Turns out Miles was giving him a little jab.

“Come on, what do you have to complain about? Nothing,” Miles said, recalling their light-hearted conversation. “Sorry, the cheerleaders’ little thing on their pompom fell on the floor. You got it tough.”

Indeed, Self had just spent most of the afternoon riding the officials and riding his players.

Basically, spoiling for a fight.

But from Miles’ perspective, there wasn’t much reason: The Jayhawks made it look easy.

“I thought the first half we were really good, we were really solid. The second half we weren’t,” Self said. “We didn’t guard anybody, but the first half was good, so we’ll dwell on the positive.

“That’s what I always choose to do,” he added with a wry grin, “dwell on the positive.”

Frank Mason III had 18 points and seven assists without a turnover. Josh Jackson had 17 points and Svi Mykhailiuk added 15. Devonte Graham scored 14 and kept everybody calm. Landen Lucas was 5 for 5 from the field and finished with 12 points to give Kansas (9-1) an inside presence.

The result was a blowout despite the absence of forward Carlton Bragg Jr., who is suspended following his arrest Friday for misdemeanor battery. The part-time starter spent the game in street clothes.

“I don’t know anything more than I knew yesterday, which is very little,” Self said. “It’s not anything that’s worth commenting on because there’s no decisions to be made as far as finality goes until you hear what transpired, and certainly I’m sure people are trying to figure it out.”

Tai Webster led Nebraska (5-5) with 22 points. Ed Morrow Jr. finished with 16.

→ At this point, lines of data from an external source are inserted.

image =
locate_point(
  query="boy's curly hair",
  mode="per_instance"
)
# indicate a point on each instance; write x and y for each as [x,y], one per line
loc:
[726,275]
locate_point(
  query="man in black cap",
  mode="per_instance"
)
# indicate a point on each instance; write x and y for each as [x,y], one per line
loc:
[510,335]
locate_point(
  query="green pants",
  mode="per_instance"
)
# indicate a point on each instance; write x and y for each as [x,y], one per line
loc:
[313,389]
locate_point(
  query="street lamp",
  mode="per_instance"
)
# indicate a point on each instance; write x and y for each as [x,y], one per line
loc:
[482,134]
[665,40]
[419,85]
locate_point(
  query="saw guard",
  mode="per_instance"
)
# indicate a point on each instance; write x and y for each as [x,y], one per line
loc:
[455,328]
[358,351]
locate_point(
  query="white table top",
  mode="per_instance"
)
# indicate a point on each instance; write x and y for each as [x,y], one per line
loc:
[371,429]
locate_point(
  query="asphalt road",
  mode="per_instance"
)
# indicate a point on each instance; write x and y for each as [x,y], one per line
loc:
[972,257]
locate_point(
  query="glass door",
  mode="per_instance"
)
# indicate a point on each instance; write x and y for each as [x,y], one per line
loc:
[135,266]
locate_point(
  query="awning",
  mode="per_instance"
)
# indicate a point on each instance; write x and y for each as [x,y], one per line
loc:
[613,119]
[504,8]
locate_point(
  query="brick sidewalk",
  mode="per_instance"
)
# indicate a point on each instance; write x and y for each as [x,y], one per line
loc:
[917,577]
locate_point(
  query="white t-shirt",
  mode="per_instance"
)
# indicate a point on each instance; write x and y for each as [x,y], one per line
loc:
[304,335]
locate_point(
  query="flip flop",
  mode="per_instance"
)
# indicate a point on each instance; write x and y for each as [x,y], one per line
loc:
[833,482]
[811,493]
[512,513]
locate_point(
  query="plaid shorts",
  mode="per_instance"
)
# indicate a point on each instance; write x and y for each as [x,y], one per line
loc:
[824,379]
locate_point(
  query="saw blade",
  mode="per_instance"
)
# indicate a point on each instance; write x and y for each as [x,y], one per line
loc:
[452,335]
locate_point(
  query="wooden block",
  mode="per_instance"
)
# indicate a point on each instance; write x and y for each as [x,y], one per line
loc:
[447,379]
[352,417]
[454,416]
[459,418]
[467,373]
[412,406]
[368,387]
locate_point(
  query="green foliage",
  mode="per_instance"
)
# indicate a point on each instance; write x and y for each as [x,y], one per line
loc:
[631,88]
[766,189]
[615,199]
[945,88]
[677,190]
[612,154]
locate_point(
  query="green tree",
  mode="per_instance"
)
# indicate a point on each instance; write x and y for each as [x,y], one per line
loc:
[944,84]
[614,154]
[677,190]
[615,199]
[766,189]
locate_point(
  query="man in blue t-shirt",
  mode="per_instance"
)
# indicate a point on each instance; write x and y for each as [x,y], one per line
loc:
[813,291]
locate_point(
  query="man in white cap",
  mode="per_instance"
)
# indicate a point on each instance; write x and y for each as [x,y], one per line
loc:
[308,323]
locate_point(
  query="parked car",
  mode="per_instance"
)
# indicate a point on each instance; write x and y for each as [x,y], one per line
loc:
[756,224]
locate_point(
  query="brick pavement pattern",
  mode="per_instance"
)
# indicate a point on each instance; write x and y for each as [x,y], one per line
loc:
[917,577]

“Yeah, it was rough,” Webster said, “a tough environment to come into. The crowd is nothing like we’ve seen before, but they’re good at what they do. They pressure you full-court, every time you take it out, and they’re relentless. They’re tough.”

The Jayhawks rolled to a 54-34 halftime lead, but things started to go haywire after the break. They missed eight of their first 11 free throws in the second half, allowing Nebraska to claw back into the game.

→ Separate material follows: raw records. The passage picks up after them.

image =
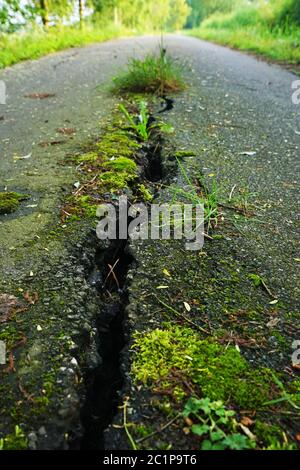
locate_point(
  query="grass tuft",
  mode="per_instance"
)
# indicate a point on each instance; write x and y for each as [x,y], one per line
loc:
[153,74]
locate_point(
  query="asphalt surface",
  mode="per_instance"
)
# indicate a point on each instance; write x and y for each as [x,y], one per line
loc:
[236,114]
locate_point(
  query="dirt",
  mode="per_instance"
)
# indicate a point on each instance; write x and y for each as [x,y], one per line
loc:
[234,106]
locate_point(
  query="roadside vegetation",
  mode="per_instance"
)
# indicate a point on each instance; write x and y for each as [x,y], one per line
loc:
[270,28]
[33,28]
[158,74]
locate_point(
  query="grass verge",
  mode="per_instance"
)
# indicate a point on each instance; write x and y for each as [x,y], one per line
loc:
[37,43]
[254,30]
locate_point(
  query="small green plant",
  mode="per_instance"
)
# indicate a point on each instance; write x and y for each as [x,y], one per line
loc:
[216,425]
[10,201]
[153,74]
[141,126]
[16,441]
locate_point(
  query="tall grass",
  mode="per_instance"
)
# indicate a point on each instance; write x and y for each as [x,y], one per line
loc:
[153,74]
[36,42]
[260,29]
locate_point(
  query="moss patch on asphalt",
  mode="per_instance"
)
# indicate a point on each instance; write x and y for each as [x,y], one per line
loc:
[10,201]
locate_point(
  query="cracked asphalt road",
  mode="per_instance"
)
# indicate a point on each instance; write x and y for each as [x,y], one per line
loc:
[236,114]
[243,104]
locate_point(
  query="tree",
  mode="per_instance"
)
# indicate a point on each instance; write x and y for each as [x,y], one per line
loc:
[179,11]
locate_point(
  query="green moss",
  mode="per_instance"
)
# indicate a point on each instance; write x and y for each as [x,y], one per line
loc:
[11,336]
[9,201]
[185,153]
[89,157]
[122,164]
[86,205]
[16,441]
[266,432]
[219,373]
[117,144]
[143,193]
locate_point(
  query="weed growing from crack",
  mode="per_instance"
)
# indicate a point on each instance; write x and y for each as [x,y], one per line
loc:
[153,74]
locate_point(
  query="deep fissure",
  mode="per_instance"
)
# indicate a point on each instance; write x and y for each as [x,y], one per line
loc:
[109,278]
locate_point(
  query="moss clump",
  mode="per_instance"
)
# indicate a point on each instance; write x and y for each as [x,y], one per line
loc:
[11,336]
[86,206]
[185,153]
[89,157]
[113,181]
[143,193]
[9,201]
[219,373]
[117,144]
[122,164]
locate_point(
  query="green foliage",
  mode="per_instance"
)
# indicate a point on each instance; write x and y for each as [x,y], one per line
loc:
[215,424]
[144,14]
[154,74]
[269,28]
[141,126]
[16,441]
[36,43]
[217,372]
[9,201]
[198,194]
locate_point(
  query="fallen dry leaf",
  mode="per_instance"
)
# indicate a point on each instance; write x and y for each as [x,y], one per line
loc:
[39,96]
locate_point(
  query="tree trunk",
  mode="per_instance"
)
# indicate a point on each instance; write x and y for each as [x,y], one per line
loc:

What really set Self off, though, came with about 12 minutes left, when Mykhailiuk tracked down a loose ball and tried to throw an alley-oop pass to Jackson off the glass. Jackson’s dunk hit the rim and sprung into the air – and sent Self springing from his seat with an R-rated roar.

Asked who earned the brunt for it, Jackson or Mykhailiuk, Lucas chimed in: “Everybody on the court.”

It was Jackson who responded, though. He scored the next two baskets, then converted an emphatic jam, as the Jayhawks pushed their lead back to 20 and coasted the rest of the way.

“That’s a fast team, a skilled team, a powerful team. They can get you a lot of ways,” Miles said. “I was really proud of our guys. I thought the second half we showed some toughness, some resiliency to at least claw back and make it uneasy on them.”


Nebraska has lost five of six, including a blowout loss to No. 10 Creighton. The only win for Miles’ struggling team during that stretch came against South Dakota.

Kansas finished 14 of 25 from the free throw line, continuing a troubling trend. Jackson was 3 of 8, while Udoka Azubuike clanked three of his four attempts off the rim.


The Jayhawks’ sophomore forward pleaded not guilty to a charge of misdemeanor battery after allegedly pushing his girlfriend down a flight of stairs. Bragg had appeared in their first nine games, starting five of them, and is averaging 7.8 points and 5.3 rebounds in 16 minutes.

“I think one reason why in the first half we were more focused was because of it. I don’t know,” Self said. “But they seemed to be pretty focused in the first half, but it was a distraction, and with teams and throughout seasons, there’s going to be different things come up.”


Nebraska returns home to play Gardner-Webb on Dec. 18.

Kansas plays Davidson on Dec. 17 at the Sprint Center in Kansas City, Missouri.